Park Chan-Wook's Next Movie, 'Decision To Leave,' Starts Shooting This Month
Park Chan-wook is getting started on his first feature film in four years. The celebrated Korean auteur behind Oldboy and The Handmaiden is starting production on his next film, Decision to Leave, which is set to star Park Hye-il (The Host) as a detective who begins to suspect and fall for the widow of a murder victim (Tang Wei, Lust, Caution).Variety reports that Park Chan-wook is due to start filming Decision to Leave later this month.
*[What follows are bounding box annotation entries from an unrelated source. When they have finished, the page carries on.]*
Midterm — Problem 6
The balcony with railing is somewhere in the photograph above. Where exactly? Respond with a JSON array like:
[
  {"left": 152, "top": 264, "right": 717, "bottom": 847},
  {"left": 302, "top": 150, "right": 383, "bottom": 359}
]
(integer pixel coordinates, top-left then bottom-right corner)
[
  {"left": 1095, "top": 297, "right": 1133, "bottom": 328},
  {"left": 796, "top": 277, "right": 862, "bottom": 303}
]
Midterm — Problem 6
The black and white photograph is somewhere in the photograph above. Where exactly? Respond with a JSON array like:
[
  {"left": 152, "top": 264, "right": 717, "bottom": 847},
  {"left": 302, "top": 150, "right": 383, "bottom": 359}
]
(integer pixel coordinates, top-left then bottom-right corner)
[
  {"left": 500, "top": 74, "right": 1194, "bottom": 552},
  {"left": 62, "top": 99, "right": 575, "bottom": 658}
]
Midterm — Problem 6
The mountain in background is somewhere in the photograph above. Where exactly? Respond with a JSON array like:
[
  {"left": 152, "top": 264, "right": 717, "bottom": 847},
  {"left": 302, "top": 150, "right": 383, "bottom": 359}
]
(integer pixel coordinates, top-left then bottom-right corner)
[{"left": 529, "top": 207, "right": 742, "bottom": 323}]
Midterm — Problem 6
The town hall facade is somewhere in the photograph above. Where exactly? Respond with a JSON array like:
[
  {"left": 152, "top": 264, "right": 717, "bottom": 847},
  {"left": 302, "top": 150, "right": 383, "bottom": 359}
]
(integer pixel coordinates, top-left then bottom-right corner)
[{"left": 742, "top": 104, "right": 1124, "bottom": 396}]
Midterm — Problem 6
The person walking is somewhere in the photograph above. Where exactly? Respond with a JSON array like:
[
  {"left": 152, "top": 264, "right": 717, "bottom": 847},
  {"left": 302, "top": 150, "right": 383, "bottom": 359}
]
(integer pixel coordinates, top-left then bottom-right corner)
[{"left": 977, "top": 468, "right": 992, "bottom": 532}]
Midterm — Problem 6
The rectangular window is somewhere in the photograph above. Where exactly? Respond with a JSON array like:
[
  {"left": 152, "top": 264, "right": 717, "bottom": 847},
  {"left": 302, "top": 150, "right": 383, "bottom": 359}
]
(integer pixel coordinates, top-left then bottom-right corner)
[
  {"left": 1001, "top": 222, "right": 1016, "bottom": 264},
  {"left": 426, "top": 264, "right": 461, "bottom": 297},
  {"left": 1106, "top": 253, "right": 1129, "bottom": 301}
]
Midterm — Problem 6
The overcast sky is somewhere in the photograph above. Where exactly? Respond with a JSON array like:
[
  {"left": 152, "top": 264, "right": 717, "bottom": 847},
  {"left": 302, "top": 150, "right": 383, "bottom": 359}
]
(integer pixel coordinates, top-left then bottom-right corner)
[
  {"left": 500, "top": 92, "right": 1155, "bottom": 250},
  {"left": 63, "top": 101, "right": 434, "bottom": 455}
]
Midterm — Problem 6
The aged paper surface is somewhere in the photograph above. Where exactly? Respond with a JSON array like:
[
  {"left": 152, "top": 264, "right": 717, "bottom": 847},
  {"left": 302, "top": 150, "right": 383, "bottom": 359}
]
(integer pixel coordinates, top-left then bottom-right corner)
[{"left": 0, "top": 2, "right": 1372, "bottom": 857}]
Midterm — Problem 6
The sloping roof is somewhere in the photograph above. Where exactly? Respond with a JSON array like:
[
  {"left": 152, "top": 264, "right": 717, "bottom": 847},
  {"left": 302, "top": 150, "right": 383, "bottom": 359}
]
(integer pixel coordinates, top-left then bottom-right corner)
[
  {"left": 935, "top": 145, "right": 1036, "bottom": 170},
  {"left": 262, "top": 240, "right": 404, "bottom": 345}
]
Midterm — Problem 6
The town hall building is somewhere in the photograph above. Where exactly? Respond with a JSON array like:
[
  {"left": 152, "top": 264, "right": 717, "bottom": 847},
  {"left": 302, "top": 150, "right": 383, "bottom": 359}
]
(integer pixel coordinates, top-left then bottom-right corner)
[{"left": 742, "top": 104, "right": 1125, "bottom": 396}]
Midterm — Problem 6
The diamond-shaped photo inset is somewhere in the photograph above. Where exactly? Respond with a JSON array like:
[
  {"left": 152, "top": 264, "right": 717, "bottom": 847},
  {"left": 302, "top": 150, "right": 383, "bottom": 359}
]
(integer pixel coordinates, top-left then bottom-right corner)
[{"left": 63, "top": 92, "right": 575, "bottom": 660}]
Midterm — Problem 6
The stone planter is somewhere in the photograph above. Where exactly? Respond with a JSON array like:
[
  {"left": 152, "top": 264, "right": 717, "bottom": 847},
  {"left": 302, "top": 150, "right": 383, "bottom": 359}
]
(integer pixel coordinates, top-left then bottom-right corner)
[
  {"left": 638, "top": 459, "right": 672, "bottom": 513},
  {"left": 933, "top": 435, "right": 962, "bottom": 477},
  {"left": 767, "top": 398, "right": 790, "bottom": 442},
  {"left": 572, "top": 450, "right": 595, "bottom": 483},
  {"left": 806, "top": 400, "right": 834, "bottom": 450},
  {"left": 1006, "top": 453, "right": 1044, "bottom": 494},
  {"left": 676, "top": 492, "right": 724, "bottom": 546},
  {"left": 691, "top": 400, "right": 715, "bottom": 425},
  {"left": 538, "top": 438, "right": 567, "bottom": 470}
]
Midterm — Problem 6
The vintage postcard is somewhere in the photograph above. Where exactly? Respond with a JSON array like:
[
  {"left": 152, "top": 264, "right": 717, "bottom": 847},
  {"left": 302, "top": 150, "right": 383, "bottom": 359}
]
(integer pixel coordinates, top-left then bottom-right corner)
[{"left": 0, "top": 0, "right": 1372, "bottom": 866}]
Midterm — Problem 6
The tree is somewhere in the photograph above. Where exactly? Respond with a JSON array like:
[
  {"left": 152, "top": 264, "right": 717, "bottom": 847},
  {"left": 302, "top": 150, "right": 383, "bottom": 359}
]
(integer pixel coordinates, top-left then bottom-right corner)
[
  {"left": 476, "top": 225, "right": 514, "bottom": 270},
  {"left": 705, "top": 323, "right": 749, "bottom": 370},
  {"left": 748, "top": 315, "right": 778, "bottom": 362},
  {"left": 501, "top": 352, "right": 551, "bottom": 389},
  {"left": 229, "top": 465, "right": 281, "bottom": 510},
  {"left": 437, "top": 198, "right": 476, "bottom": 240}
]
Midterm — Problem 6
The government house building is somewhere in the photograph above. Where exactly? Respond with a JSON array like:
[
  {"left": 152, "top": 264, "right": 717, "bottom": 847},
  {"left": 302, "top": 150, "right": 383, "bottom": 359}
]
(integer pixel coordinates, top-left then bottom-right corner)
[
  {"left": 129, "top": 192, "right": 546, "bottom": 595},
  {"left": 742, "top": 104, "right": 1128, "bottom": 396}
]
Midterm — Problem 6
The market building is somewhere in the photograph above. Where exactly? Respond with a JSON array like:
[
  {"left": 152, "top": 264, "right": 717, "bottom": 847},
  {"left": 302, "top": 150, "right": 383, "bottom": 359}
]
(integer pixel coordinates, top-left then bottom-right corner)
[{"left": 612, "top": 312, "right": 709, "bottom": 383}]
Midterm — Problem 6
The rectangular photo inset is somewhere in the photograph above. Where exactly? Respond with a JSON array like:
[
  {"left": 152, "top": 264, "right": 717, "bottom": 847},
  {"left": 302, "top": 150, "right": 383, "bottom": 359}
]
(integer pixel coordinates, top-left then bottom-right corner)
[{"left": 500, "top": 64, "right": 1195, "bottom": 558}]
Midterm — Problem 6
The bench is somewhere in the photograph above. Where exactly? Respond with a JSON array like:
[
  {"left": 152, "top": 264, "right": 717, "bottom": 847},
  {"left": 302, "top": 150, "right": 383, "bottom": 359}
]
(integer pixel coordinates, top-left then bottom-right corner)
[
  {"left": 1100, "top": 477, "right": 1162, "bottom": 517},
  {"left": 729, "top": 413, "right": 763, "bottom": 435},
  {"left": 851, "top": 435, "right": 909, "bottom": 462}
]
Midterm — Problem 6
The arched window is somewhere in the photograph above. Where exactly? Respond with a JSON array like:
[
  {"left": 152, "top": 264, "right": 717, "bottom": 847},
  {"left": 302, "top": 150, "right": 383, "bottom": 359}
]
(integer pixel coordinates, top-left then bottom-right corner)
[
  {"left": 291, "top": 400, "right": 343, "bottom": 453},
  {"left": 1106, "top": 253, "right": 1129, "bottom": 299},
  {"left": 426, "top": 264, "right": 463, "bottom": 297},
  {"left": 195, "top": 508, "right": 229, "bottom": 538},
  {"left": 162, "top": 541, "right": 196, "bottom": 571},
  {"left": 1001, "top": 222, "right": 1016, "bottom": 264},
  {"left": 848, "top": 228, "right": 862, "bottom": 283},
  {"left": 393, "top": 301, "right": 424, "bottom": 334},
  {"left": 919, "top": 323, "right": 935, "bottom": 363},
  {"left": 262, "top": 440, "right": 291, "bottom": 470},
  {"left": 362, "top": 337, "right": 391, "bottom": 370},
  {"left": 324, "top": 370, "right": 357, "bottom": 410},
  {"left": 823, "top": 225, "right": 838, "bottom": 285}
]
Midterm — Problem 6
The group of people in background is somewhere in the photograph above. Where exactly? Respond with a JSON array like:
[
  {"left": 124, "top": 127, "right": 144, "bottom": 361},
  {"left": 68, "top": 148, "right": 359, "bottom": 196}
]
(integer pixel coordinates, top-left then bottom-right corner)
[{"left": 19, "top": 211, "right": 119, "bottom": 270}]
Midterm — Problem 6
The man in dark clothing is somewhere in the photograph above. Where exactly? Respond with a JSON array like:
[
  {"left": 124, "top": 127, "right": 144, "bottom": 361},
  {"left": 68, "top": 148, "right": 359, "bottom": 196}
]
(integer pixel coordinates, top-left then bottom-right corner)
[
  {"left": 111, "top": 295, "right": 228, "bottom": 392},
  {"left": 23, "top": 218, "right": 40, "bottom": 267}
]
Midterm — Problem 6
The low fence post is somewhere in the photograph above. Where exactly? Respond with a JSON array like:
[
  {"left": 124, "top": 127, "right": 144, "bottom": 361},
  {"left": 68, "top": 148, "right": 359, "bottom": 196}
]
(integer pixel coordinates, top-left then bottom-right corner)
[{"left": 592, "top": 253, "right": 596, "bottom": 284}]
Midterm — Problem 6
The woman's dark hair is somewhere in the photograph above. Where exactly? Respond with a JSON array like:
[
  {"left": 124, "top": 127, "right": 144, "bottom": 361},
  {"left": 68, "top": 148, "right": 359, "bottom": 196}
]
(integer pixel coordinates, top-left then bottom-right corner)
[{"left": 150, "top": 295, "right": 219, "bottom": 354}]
Produced by Moho Film and backed by CJ Entertainment, Decision to Leave is a Korean language drama with a bit of an international cast, led by Chinese actress Tang Wei of Lust, Caution fame, and longtime Bong Joon-ho collaborator Park Hye-il (The Host, Memories of Murder). Other cast members include Lee Jung-hyun, Go Kyung-pyo, and Park Yong-woo.
The film is co-written by Park and frequent collaborator Jeong Seo-kyeong, with whom the filmmaker had previously partnered with for his 2006 rom-com I'm a Cyborg, But That's OK, the 2009 horror adaptation Thirst, and the acclaimed erotic thriller The Handmaiden, which played in competition at the 2016 Cannes Film Festival. Decision to Leave will let the pair explore yet another genre, that of the noir mystery. Here is the logline for Decision to Leave:
The story involves a diligent and serious detective (Park Hye-il) who is investigating a possible murder case in the mountainous countryside. He begins to suspect the man's widow (Tang), whom he also develops romantic feelings for.
Decision to Leave sounds like a noir in the vein of Alfred Hitchcock, which is intriguing territory for an envelope-pushing director like Park. The film comes four years after Park's last feature film The Handmaiden, which made /Film's best of the decade list, and two years after he made his foray into English-language TV with the John Le Carré adaptation for AMC/BBC, The Little Drummer Girl, starring Florence Pugh and Alexander Skarsgård.
Park remains one of the most exciting Korean auteurs, with his brutal, bone-breaking Vengeance Trilogy setting the stage for Korean film to explode on a global scale. With his fellow Korean Wave filmmaker and friend Bong Joon-ho recently taking home a historic Oscar for Parasite, it's only a matter of time before Park is back in the awards conversation in the U.S. and becomes the household name he deserves to be, especially after his electrifying erotic drama The Handmaiden was unfairly snubbed by the Academy four years ago.